Federal law doesn’t limit when an abortion can happen; some states don’t either. In New Mexico, Southwestern Women’s Options will abort children at up to 28 weeks for women who didn’t realize how far along they were. Abortions later than that are offered on a “case-by-case basis,” with documents released by a congressional panel this year showing a 30.5 week old baby was removed “intact.”
Here’s what that looks like:
But unlimited abortion isn’t the norm, as states usually impose restrictions at the point of viability. Until recently, that was considered to be 24 weeks, but it’s dropping as evidence shows many children can survive even earlier when given proper care. Not all of them get care, of course: babies inadvertently delivered at abortion facilities are often left to die.
Given that most states restrict late-term abortion, University of California associate professor Diana Greene Foster decided to ask a question: “What happens when women get turned away from an abortion clinic?”
You often hear how abortion is necessary to protect “emotional well being.” A study published in the British Medical Journal doesn’t support that claim. The researchers actually found that women who had abortions faced a higher risk of suicide than those who didn’t.
Foster’s findings don’t bolster it either. She studied women who were turned away from abortion clinics and found that their “initial and subsequent levels of depressive symptoms were similar” to those who weren’t. And while she contended that the former group experienced higher anxiety levels, Foster found no difference between the two after six months.
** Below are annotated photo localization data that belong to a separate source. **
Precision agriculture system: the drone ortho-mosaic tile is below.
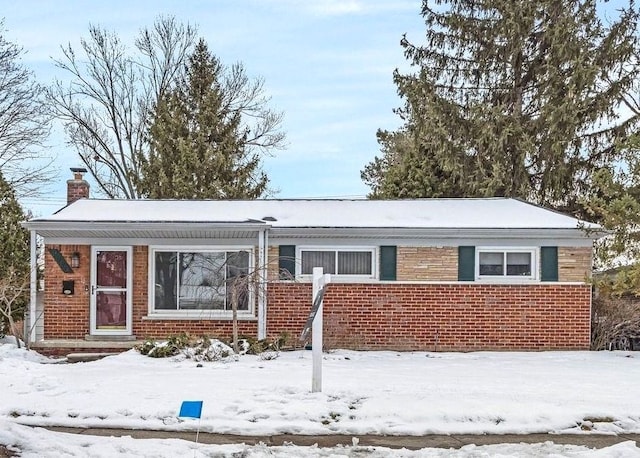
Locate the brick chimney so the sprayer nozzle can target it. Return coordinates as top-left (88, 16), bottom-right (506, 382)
top-left (67, 167), bottom-right (90, 204)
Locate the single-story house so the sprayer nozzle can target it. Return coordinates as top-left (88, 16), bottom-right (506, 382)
top-left (23, 169), bottom-right (600, 355)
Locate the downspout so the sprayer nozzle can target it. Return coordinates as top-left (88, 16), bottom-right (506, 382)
top-left (257, 228), bottom-right (268, 340)
top-left (28, 230), bottom-right (37, 345)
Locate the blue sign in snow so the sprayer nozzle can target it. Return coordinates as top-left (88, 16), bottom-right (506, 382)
top-left (179, 400), bottom-right (203, 419)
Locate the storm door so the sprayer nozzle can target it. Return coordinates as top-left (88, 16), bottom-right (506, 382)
top-left (90, 247), bottom-right (132, 336)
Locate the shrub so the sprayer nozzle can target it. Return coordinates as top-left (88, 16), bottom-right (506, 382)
top-left (238, 332), bottom-right (291, 359)
top-left (136, 333), bottom-right (236, 362)
top-left (591, 293), bottom-right (640, 350)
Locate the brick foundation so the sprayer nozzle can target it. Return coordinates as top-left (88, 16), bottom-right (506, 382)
top-left (267, 283), bottom-right (591, 351)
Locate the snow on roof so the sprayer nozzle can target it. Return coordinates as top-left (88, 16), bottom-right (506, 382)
top-left (30, 198), bottom-right (597, 230)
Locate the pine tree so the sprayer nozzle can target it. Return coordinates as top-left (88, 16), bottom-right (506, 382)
top-left (0, 170), bottom-right (30, 337)
top-left (137, 39), bottom-right (268, 199)
top-left (363, 0), bottom-right (639, 216)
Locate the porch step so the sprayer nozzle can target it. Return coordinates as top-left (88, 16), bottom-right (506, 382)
top-left (31, 339), bottom-right (143, 357)
top-left (84, 335), bottom-right (137, 342)
top-left (66, 352), bottom-right (119, 363)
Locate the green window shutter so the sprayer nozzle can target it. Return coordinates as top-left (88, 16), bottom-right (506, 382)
top-left (458, 246), bottom-right (475, 281)
top-left (541, 246), bottom-right (558, 282)
top-left (380, 246), bottom-right (397, 281)
top-left (278, 245), bottom-right (296, 279)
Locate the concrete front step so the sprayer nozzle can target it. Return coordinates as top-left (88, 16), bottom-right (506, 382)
top-left (66, 353), bottom-right (120, 363)
top-left (31, 339), bottom-right (144, 357)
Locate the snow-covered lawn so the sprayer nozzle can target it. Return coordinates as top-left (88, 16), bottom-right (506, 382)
top-left (1, 338), bottom-right (640, 457)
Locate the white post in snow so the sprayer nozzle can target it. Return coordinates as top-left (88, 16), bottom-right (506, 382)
top-left (257, 228), bottom-right (267, 340)
top-left (28, 230), bottom-right (37, 345)
top-left (312, 267), bottom-right (330, 393)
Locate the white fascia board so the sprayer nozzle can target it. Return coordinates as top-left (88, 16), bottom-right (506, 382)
top-left (270, 227), bottom-right (603, 241)
top-left (22, 221), bottom-right (270, 231)
top-left (42, 236), bottom-right (263, 246)
top-left (271, 237), bottom-right (595, 248)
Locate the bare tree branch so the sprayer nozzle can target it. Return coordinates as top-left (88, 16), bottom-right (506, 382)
top-left (48, 16), bottom-right (285, 199)
top-left (0, 22), bottom-right (54, 198)
top-left (0, 266), bottom-right (30, 349)
top-left (47, 16), bottom-right (197, 198)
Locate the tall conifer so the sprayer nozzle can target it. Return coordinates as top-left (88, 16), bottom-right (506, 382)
top-left (363, 0), bottom-right (639, 216)
top-left (0, 170), bottom-right (29, 333)
top-left (138, 39), bottom-right (268, 199)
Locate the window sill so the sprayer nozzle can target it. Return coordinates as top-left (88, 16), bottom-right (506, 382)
top-left (474, 277), bottom-right (539, 283)
top-left (143, 313), bottom-right (257, 321)
top-left (295, 276), bottom-right (377, 283)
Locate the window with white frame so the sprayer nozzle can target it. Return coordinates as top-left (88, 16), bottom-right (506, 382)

She noted other problems, though. For example, Foster claims that those who couldn’t abort were three times more likely to be below the federal poverty line. I can’t say whether her findings are accurate, but it’s true that a lot of women just don’t feel ready to raise a baby. The good news? Plenty of people are.
Many think adoption means “giving your baby up” to languish in “the system.” The fact is, hopeful couples actually outnumber available infants, so there’s no shortage of loving homes.
Further, a lot of them are interested in “open adoption,” a process in which a birth mom chooses a family for her baby. One place to find those families is Adoption.com. It’s a site where couples who have been approved by a licensed adoption agency can create an online profile explaining what they have to offer.
In the meantime, practical help and emotional support is available at pregnancy care centers – whether you choose adoption or parenting. You can find one in your area by visiting OptionLine.org or texting the word “Helpline” to 313131. One of the nation’s largest pregnancy care networks is is called Care Net. Its local affiliates offer free pregnancy tests, pregnancy related information, and material resources, with some providing ultrasounds for pregnancy confirmation and STI testing as well.
For additional health care needs, including pregnancy care, you can go to federally qualified health centers and community health centers. Some pro-life organizations have created a website to help you find the closest one.
A New York Times article on Foster’s study noted that many of the women involved never considered adoption. That’s something pro-lifers should try to change. Because there’s nothing wrong with admitting you’re not ready to raise a baby. Saving a life? There’s a whole lot right about that.